The overwhelming priority for Latin American competition authorities in the current environment should be to marshall all their political capital to counteract these attacks on their institutional structure and/or proper functioning. Initiating superfluous cases against “Big Tech” platforms just to emulate enforcers in Europe or the United States, or promoting legislation to expand their powers with new regulations specifically crafted for digital markets, would amount to rearranging the deck chairs, rather than dodging the political iceberg in front of them. 

A reasonable counterpoint is that Latin American competition authorities are targeting digital markets and AI because it would give them political capital to spend elsewhere. But Latin America is not Europe, and it certainly is not the United States. The political context that has created antipathy toward large internet platforms in developed countries is not the same in Latin America, where citizens face much more pressing issues (unemployment, weak institutions, and poverty, among others). 

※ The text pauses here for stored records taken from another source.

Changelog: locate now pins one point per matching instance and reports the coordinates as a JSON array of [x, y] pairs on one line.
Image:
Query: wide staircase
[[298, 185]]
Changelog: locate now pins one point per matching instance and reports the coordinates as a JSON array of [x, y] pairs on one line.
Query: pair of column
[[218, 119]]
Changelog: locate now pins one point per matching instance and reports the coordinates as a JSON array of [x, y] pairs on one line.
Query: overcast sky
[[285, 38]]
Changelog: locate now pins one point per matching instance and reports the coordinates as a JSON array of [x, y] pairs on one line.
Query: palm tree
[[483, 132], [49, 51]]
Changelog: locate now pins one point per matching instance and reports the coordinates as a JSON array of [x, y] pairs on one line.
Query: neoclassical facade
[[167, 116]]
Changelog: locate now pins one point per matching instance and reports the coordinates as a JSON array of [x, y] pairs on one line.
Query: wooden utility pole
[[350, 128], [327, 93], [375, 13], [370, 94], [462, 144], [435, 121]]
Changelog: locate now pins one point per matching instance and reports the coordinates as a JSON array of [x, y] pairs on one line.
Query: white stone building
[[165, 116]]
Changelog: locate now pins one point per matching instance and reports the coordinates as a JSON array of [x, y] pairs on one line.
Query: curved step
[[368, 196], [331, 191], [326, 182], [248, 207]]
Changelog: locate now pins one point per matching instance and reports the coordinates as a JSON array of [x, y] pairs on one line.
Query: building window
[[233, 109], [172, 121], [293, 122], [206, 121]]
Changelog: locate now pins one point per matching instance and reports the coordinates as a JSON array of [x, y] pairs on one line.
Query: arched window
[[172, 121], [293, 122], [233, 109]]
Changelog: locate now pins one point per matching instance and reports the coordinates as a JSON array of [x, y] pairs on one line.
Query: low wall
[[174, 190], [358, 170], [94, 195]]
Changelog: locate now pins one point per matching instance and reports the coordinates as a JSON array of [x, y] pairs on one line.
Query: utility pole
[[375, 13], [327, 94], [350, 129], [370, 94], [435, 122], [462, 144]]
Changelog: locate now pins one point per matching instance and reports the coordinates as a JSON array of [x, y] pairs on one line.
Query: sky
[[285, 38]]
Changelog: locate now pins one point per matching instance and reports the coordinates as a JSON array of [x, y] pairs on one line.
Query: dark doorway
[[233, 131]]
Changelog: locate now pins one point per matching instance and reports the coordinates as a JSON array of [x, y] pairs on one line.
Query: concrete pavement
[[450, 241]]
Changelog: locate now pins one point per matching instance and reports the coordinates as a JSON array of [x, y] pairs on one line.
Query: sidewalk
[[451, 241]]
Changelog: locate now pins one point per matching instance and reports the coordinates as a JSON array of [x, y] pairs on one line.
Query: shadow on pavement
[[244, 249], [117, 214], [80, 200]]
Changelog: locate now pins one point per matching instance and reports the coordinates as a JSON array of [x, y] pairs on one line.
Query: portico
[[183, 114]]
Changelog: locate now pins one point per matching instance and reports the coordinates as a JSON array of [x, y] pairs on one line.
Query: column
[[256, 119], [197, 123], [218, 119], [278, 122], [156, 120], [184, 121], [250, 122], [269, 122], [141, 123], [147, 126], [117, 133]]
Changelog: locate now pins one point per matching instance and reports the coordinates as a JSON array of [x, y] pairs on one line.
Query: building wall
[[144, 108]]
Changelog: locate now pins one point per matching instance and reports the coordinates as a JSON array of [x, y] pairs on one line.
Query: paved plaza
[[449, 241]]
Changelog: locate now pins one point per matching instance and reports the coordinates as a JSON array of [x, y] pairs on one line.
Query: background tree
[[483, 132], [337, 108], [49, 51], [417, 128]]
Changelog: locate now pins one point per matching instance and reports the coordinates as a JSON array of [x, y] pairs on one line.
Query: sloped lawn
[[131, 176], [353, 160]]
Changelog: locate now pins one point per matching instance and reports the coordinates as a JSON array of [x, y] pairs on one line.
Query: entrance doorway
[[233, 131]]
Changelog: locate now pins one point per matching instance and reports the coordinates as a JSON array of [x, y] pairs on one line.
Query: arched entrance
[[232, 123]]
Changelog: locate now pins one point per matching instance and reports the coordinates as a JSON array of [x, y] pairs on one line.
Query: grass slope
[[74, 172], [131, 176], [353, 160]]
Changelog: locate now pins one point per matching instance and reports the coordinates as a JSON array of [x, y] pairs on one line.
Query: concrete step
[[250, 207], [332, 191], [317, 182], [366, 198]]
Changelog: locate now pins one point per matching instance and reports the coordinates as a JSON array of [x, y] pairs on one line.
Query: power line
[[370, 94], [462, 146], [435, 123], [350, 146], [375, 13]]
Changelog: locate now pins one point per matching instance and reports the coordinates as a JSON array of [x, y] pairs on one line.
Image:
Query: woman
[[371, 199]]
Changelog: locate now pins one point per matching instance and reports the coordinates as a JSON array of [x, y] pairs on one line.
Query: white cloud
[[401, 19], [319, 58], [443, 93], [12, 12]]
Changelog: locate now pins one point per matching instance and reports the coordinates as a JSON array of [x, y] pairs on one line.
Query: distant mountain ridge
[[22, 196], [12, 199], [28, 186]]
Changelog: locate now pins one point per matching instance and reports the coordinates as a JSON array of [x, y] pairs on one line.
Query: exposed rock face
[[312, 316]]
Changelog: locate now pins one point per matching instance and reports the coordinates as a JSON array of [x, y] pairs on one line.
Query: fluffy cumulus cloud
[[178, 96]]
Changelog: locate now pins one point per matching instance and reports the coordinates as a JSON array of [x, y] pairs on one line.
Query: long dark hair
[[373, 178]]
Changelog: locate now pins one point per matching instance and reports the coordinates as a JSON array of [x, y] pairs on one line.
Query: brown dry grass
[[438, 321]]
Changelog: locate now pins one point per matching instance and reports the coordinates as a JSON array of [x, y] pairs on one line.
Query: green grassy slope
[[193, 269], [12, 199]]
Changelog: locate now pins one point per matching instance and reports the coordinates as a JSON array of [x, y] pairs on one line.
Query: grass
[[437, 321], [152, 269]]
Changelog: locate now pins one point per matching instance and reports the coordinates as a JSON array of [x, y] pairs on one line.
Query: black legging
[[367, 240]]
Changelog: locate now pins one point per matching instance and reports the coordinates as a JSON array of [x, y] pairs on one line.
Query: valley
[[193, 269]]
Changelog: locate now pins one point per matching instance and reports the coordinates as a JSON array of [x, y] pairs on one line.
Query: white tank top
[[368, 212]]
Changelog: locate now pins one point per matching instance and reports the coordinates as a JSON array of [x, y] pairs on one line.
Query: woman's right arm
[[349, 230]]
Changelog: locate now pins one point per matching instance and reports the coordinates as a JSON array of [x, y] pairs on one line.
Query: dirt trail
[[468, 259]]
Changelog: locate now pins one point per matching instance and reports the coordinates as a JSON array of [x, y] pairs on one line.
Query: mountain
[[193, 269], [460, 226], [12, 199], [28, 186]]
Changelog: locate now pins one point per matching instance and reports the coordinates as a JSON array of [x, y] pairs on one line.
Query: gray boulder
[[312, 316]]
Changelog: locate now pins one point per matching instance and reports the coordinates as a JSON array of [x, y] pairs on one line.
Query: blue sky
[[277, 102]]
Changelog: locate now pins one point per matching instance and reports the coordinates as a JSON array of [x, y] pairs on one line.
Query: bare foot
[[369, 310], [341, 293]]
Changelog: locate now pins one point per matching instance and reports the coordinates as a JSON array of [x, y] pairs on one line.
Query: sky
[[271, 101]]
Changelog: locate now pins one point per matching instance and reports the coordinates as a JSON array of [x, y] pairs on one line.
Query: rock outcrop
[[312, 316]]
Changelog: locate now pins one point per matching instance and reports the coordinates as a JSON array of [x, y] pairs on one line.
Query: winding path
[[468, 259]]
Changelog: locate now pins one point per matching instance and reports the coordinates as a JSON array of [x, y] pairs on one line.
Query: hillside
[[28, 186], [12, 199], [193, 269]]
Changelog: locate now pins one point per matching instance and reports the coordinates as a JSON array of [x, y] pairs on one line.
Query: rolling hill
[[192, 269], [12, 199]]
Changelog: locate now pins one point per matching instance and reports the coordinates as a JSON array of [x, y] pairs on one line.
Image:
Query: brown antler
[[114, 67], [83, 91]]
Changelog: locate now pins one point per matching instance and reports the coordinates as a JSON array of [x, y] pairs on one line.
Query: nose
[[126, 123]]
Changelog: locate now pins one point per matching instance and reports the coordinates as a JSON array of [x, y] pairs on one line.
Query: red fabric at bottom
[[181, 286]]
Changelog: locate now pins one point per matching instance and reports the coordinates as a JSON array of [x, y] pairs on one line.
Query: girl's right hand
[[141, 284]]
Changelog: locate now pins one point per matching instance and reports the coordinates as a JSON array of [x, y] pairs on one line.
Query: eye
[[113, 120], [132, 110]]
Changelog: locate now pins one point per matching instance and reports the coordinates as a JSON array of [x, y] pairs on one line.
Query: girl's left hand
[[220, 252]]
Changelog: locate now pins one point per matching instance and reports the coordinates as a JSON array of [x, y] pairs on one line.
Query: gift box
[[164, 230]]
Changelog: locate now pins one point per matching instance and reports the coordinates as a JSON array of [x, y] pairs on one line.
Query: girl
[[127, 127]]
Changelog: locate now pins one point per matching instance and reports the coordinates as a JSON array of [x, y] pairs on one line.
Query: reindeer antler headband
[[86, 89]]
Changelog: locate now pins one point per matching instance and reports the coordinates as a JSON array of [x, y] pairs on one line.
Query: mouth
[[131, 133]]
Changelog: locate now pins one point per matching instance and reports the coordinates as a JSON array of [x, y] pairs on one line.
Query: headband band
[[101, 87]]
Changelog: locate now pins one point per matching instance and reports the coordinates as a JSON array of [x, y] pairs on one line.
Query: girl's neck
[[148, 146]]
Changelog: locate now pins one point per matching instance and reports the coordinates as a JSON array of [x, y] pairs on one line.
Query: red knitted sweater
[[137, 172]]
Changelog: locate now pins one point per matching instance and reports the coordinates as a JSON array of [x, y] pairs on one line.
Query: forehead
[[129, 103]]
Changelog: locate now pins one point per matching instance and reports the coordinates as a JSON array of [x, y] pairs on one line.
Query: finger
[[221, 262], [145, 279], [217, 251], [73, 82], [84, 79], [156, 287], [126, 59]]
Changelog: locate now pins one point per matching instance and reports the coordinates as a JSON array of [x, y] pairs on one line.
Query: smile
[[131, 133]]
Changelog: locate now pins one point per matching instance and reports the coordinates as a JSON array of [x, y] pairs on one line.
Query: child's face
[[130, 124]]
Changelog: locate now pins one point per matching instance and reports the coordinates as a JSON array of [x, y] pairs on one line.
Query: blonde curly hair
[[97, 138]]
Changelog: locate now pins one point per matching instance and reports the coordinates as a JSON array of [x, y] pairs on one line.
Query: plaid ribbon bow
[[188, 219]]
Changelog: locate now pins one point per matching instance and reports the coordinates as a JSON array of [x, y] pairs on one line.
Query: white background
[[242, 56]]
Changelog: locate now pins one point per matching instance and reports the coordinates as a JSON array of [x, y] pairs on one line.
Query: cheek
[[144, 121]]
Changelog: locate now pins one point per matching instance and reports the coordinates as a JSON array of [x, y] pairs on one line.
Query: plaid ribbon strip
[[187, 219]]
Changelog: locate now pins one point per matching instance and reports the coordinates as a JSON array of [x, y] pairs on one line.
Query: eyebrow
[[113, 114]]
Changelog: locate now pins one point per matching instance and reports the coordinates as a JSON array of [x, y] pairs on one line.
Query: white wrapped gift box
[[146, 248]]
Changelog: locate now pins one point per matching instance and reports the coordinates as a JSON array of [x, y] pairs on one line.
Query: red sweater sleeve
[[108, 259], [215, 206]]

Given this, competition authorities hampered by limited resources should prioritize prosecuting conduct that causes the greatest harms to consumers (such as cartels) and focusing on competition concerns in markets that could otherwise be growth multipliers, like transportation and logistics. As the World Bank has emphasized:

While there are many ways to promote competition, tackling cartels can yield immediate and tangible benefits, especially for poor households, with little risks of unintended consequences for the business environment. Worldwide, much of the recent policy dialogue on competition issues has focused on information technology, especially social networks and online commerce platforms, as well as the broader rise of global corporate market power. Policies designed to address the potential anticompetitive impacts of these developments are complex and risk undermining the business environment by weakening incentives for firms to innovate and grow. By contrast, cartels can be identified and eliminated, or prevented from forming, through relatively simple, well-established policies and enforcement mechanisms. (emphasis added).

Sound enforcement of existing antitrust law in markets that really need it, and communicating with the general public about these actions and their positive impact, is the right way for competition agencies to enhance their credibility and legitimacy. In turn, authorities with better credibility and legitimacy will be in a much better position to navigate the political icebergs that lie ahead.